Center for Precision Health School of Biomedical Informatics The University of Texas Health Science Center at Houston (UTHealth) Houston TX 77030 USA.
MD Anderson Cancer Center UTHealth Graduate School of Biomedical Sciences Houston TX 77030 USA.
Adv Sci (Weinh). 2021 Mar 8;8(9):2004958. doi: 10.1002/advs.202004958. eCollection 2021 May.

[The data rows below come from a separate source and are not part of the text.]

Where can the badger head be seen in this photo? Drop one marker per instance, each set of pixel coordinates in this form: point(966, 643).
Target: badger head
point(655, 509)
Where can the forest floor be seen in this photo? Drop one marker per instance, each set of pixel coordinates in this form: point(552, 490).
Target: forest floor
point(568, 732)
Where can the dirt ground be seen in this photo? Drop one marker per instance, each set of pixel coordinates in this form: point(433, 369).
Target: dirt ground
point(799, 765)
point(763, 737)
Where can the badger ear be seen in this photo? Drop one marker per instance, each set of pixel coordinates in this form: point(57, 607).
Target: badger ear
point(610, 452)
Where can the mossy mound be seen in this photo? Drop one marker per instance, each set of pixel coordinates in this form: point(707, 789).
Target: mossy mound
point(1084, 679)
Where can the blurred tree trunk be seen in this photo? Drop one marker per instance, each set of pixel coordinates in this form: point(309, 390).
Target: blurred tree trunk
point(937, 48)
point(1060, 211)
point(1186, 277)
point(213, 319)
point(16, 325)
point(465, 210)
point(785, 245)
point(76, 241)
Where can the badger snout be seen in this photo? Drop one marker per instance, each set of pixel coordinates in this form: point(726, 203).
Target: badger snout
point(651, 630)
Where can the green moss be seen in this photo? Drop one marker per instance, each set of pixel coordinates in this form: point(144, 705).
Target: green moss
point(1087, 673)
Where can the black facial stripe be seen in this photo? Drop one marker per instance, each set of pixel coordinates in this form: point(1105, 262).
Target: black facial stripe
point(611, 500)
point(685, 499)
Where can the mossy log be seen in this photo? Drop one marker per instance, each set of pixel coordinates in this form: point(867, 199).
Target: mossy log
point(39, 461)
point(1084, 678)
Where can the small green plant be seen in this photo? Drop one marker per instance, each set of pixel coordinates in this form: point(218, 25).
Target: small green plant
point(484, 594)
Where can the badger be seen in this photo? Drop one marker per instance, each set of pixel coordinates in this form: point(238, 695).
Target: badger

Approximately 15% of human cancers are estimated to be attributed to viruses. Virus sequences can be integrated into the host genome, leading to genomic instability and carcinogenesis. Here, a new deep convolutional neural network (CNN) model is developed with attention architecture, namely DeepVISP, for accurately predicting oncogenic virus integration sites (VISs) in the human genome. Using the curated benchmark integration data of three viruses, hepatitis B virus (HBV), human herpesvirus (HPV), and Epstein-Barr virus (EBV), DeepVISP achieves high accuracy and robust performance for all three viruses through automatically learning informative features and essential genomic positions only from the DNA sequences. In comparison, DeepVISP outperforms conventional machine learning methods by 8.43-34.33% measured by area under curve (AUC) value enhancement in three viruses. Moreover, DeepVISP can decode -regulatory factors that are potentially involved in virus integration and tumorigenesis, such as HOXB7, IKZF1, and LHX6. These findings are supported by multiple lines of evidence in literature. The clustering analysis of the informative motifs reveales that the representative k-mers in clusters could help guide virus recognition of the host genes. A user-friendly web server is developed for predicting putative oncogenic VISs in the human genome using DeepVISP.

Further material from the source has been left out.